© Diarmaid MacCulloch 2010. A shorter version of this article appeared earlier in The Times.
In 1994 a set of new bishops appeared ready-minted to cater for those unhappy with the way that most of the Church of England wanted to shape its future. They were given a newly-contrived title, ‘Provincial Episcopal Visitor’, but friend and foe alike christened them ‘Flying Bishops’, since they fluttered athletically over existing diocesan boundaries to minister to certain Anglican parish churches mostly characterised by incense, statuary and a multitude of candles. What to call these novelties? The need was to make up some titles which would sound impressively historic, and some antiquarian-minded ecclesiastical bureaucrats in Lambeth Palace must have had a high old time doing this. Their finest satirical production was ‘the Bishop of Ebbsfleet’. Historically, it commemorated a place where Augustine of Canterbury might possibly have landed, bringing a Roman form of Christianity to the as-yet-unnamed England, but today, it was a windswept Kentish hamlet in the middle of nowhere, soon to become a windswept railway platform on the High Speed Rail Link to mainland Europe. You couldn’t make it up. But they did.
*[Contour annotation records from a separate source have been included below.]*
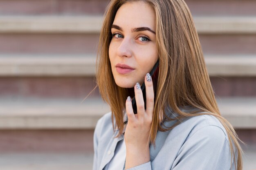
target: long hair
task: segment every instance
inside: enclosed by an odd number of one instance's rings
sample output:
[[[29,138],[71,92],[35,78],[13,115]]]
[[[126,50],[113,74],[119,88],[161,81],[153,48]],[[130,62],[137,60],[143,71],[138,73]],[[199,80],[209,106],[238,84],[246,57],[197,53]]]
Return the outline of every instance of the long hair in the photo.
[[[156,46],[161,73],[157,81],[150,143],[155,146],[157,131],[170,130],[182,122],[177,121],[171,127],[162,127],[160,116],[166,121],[174,120],[168,116],[167,107],[177,113],[175,119],[178,120],[203,114],[213,115],[227,133],[231,163],[233,160],[236,169],[242,170],[243,151],[238,142],[241,141],[231,125],[220,113],[198,35],[186,4],[183,0],[141,0],[150,5],[155,13]],[[111,108],[113,128],[119,130],[119,135],[124,128],[123,115],[128,92],[117,85],[111,71],[108,55],[111,27],[119,8],[125,3],[135,1],[137,1],[113,0],[110,2],[104,15],[97,56],[97,85],[103,99]],[[181,108],[186,106],[198,109],[184,112]]]

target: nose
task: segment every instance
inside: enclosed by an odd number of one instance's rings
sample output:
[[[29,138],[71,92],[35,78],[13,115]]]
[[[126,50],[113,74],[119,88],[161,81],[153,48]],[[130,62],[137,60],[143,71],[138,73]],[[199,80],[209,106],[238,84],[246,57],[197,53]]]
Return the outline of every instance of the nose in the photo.
[[[130,57],[132,54],[131,50],[130,41],[128,37],[124,38],[117,48],[117,55],[121,57]]]

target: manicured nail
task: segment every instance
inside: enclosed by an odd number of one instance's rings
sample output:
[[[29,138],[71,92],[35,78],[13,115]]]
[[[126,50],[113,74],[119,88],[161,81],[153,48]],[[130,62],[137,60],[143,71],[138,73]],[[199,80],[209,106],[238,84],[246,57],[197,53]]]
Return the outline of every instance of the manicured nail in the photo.
[[[147,73],[146,75],[146,78],[147,79],[147,81],[151,81],[151,76],[150,76],[150,74],[149,73]]]
[[[137,89],[140,89],[140,85],[139,83],[136,83],[136,88]]]

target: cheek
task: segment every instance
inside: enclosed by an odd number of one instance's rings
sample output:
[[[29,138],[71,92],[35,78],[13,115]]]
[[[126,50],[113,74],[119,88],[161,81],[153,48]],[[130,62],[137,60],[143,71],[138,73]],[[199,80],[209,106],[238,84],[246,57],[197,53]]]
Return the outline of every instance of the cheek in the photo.
[[[114,56],[115,56],[115,52],[113,50],[114,48],[113,46],[113,44],[110,42],[109,47],[108,48],[108,56],[109,56],[109,59],[110,61],[111,65],[112,65],[112,63],[113,62]]]
[[[156,48],[153,46],[147,48],[146,49],[141,50],[137,53],[137,61],[139,63],[140,66],[145,68],[151,67],[158,59]],[[146,70],[145,71],[147,71],[148,69]]]

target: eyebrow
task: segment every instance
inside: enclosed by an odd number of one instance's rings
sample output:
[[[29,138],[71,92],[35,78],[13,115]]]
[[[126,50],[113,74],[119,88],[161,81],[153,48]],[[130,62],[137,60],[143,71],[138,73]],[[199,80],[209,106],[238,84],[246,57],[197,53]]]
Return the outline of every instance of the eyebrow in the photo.
[[[111,28],[115,28],[123,31],[123,29],[122,29],[122,28],[117,25],[112,25],[112,26],[111,26]],[[146,26],[143,27],[135,28],[132,30],[132,33],[133,33],[134,32],[142,31],[148,31],[151,33],[153,33],[154,34],[155,34],[155,31],[150,29],[149,28]]]

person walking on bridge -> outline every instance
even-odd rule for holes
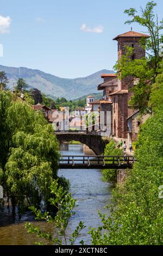
[[[132,149],[133,149],[132,142],[130,142],[130,144],[129,144],[129,149],[130,149],[130,153],[131,153],[132,152]]]
[[[123,146],[122,139],[121,139],[121,141],[120,142],[120,148],[122,148],[122,146]]]
[[[123,144],[124,153],[126,153],[126,149],[127,149],[127,144],[126,144],[126,141],[124,141],[124,144]]]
And now three past and present Flying Bishops (Ebbsfleet included), a quasi-Flying Bishop (Fulham) and a bishop retired from a stridently ‘High’ Australian diocese, are clutching tickets for the Rome Express. Already some journalists are trumpeting this as heralding a mighty flood from the C of E – it’s a good headline, ‘Five Anglican bishops quit for Rome’. Hmmm….. These evanescent bishops were created to service a new and absurd idea: a special jurisdiction for self-selected Anglicans intent on throwing their toys out of the pram. Now the bishops themselves seem to have realised what an absurd idea it was. It is unlikely that many will follow, beyond a coterie of clergy trained in the same High-Church Anglican theological colleges that fostered their viewpoint. This is no great Anglican crisis. It does not even represent the departure of Anglo-Catholics from the Church of England; Anglo-Catholicism prospers regardless of the Flying Bishops. They represent one faction, which those of us who enjoy grubbing in historical byways term ‘Papalist Catholics’. For about 150 years this group among High Church Anglicans have performed athletic intellectual gymnastics about what the Church of England actually is. They ignored the fact that it had a Reformation in the sixteenth century, and turned their churches into meticulous replicas of whatever ecclesiastical fashions the Roman Church decided to adopt, while equally ignoring the fact that successive popes considered their clerical status ‘absolutely null and utterly void’. Now they are thrilled to find that the Pope was wrong all along, so they can after all be received on special terms into the ample bosom of the Western Church of the Latin Rite (which is in the habit of arrogating to itself the more general title of the Catholic Church).
This papal cake both to be eaten and to be had is called an ‘Ordinariate’, a title almost as novel as that 1994 coinage of ‘Provincial Episcopal Visitor’. It certainly came as a shock to the Roman Catholic bishops of England and Wales when Pope Benedict XVI announced it out of the blue last autumn, but naturally the Catholic episcopate has put a brave face on the surprise. The Flying Bishops are going to be allowed to exercise their pastoral gifts within a special Anglican paddock, to which apparently they will bring all the riches of Anglicanism’s heritage. It’s not exactly clear what these riches will be: when asked, Roman Catholic bishops usually vaguely refer to Anglican scholarship on the Early Church. Well, call me old-fashioned, but I thought that Roman Catholics already knew quite a bit about the Early Church. Perhaps it’s Cranmer’s Book of Common Prayer? Not a book for which the Flying Bishops and their clerical mates have shown much enthusiasm in the past. Maybe married clergy? Well, Rome only likes that if the clergy concerned are ex-Anglicans – very annoying for mainstream Roman Catholic clergy to whom such marital bliss is forbidden.
Notable among those waving goodbye to the Flyers at Ebbsfleet International will be the equal and opposite coterie of extreme Evangelicals, who were in temporary alliance with them over matters conservative, but want nothing to do with Rome, even an ultra-traditionalist Vatican like Benedict’s. And I predict that members of the Ordinariate will not find Rome what they expected. In their Anglican careers, they have flourished in the status of perpetual malcontents: Rome is not disposed to indulge stroppiness, as Anglicans habitually do. When there was a fuss about the priesting of women, some priests and laity went over to Rome, then some came back to Canterbury. Unlike some Churches, the C of E never makes a song and dance about those (including ex-Roman Catholics) who find a happy home in its many mansions. Maybe just worth buying a return ticket, Flyers?
Diarmaid MacCulloch is Professor of the History of the Church in the University of Oxford.